I was constantly comparing myself to a better, idealized version of myself. Every step I took, every decision I made, every milestone I accomplished was weighed against the steps I should be taking. The decisions I could be making and the milestones I would be reaching if I was who I wanted to be.
To many, this would seem like a harmless incentive. I mean, if it’s pushing me to be the best I can be should I not be embracing it? Shouldn’t we all be working towards living a better life? Shouldn’t everyone be ambitious?
A year ago, I would be answering ‘yes’ to all of the above.
The problem, you see, isn’t with being ambitious. There are healthy, resourceful ways to push yourself to succeed. The problem is that we have become obsessed with who we want to be, that we forget to appreciate who we already are.
We’ve created this ideal person, this version of ourselves who is palatable to everyone. This version of ourselves is everything we already are minus the things we don’t like about ourselves. Minus the things others have said they don’t like about us. We make certain parts of ourselves small so that the ‘better’ parts of us stand out.
It’s not encouragement that’s fueling us, it’s shame.
My ideal version is smarter, quieter, less argumentative, less stubborn. The ideal version of myself was accepted to a better university. The ideal version of myself didn’t lose some of the people I’ve lost. The ideal version of myself is living in New York. The ideal version of myself wouldn’t make the mistakes I’ve made. The ideal version of myself would be ashamed of the version I turned out to be.
The list goes on.
The issue with our idealized self is that, sometimes, we make sure to make them impossible. We want to keep this perfect person, this perfect person that makes you work harder, so we make sure we can’t become them. No matter how strong you already are, they’re stronger. No matter how smart you are, they’re smarter. No matter how good you are, they’ll always be better. There will always be a way in which you don’t measure up.
All of our insecurities, all of our doubts and our fears don’t exist in this ideal person. They did the things you couldn’t do. They’re living the life you wanted to live, right?
Wrong.
This isn’t to say to stop striving for improvement. There is always, always room for improvement. This is to say that the life you lead is enough. The choices you’ve made, the paths you’ve taken, the mistakes and the let-downs do not make you less-than. The person in your mind, he or she only exists because you made them – you’re in control.

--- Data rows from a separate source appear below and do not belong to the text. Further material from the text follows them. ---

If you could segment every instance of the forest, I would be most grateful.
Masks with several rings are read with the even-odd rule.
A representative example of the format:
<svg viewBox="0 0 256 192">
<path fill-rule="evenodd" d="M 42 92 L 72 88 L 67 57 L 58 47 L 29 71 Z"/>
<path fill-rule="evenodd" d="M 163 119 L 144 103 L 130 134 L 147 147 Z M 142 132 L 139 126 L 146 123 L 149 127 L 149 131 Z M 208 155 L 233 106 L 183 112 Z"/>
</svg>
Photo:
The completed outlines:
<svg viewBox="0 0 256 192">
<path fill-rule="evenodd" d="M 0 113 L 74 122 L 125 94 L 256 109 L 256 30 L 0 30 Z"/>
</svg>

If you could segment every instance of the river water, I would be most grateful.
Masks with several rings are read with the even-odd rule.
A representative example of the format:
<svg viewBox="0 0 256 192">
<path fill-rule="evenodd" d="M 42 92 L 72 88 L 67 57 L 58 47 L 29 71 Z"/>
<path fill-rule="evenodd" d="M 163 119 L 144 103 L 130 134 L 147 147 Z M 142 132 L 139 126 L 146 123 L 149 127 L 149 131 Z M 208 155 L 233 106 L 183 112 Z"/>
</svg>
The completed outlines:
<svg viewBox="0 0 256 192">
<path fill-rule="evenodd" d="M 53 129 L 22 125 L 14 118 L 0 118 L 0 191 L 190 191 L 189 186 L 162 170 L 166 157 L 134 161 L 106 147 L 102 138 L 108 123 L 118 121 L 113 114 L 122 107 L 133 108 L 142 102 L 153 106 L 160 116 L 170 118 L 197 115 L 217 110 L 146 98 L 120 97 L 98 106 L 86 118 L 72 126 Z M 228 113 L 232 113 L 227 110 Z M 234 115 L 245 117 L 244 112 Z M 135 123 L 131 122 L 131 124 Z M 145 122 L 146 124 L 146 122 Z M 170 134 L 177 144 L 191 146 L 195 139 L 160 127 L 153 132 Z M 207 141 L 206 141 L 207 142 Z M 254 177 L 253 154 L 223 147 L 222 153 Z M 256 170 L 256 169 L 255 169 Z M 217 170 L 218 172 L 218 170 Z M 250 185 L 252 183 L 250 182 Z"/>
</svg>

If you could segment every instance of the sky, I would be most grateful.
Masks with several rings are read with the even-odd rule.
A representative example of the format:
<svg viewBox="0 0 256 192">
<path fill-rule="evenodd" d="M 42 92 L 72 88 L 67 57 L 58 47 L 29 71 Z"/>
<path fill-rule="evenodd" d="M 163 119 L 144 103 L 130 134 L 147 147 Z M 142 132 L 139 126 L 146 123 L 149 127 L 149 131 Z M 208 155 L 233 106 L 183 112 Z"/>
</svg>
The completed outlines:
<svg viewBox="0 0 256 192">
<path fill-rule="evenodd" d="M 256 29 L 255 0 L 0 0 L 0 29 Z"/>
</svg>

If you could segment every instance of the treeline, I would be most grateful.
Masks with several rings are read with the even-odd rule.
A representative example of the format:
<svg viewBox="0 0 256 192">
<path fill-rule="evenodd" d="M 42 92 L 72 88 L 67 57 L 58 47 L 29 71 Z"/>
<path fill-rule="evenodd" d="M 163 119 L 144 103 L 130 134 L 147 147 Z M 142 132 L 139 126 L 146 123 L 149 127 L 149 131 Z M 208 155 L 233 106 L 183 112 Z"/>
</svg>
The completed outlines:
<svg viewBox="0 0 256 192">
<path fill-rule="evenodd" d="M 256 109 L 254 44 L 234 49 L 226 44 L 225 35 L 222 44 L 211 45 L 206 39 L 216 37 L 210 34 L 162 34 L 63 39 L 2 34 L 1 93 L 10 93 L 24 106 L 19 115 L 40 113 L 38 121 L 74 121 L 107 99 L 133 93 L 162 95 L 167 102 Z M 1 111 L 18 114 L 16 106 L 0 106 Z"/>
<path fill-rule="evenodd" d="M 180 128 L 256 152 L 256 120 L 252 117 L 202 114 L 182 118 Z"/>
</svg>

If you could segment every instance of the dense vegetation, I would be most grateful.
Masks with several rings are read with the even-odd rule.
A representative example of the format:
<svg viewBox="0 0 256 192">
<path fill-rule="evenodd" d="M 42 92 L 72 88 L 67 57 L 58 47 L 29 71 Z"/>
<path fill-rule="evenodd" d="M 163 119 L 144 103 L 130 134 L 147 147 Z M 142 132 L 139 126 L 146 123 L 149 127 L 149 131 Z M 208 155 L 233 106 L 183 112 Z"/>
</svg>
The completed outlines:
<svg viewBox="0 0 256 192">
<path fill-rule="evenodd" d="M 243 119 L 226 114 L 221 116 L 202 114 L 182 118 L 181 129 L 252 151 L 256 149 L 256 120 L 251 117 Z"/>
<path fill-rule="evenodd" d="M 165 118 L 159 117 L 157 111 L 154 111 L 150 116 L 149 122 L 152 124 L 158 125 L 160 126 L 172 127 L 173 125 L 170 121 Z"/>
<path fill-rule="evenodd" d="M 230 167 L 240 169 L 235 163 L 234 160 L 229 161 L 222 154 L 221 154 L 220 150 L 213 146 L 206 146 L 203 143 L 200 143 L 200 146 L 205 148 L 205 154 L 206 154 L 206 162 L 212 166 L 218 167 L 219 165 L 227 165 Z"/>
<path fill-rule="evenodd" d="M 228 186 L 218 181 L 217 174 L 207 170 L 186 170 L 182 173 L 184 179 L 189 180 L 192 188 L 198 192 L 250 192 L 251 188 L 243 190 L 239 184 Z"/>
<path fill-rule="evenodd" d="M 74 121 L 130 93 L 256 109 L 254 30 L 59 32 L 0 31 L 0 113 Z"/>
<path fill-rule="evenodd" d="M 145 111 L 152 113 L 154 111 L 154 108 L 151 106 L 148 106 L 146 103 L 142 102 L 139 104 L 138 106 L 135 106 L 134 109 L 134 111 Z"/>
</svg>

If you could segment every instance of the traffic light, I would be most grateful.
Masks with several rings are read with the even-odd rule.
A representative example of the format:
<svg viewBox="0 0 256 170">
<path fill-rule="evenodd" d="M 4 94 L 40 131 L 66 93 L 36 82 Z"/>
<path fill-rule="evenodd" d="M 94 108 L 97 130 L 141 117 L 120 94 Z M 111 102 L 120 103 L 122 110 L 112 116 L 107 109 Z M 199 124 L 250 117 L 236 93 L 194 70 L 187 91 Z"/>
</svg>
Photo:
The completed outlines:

If you want to compare, compare yourself today to who you were last year, or last month, or even last week. Compare what this version of you has accomplished, even if it isn’t huge. Find joy and encouragement in the way you’ve grown, not in the ways you haven’t.
Don’t just strive for your idealized self, realize that you already are your idealized self. To the past versions of you, you’re it. Don’t be afraid that the life you imagined isn’t the life you’re living. You have room and time to work towards that.
You’ll find that if you look closely, bits and pieces of what you want are already part of your reality. Don’t let yourself get in the way.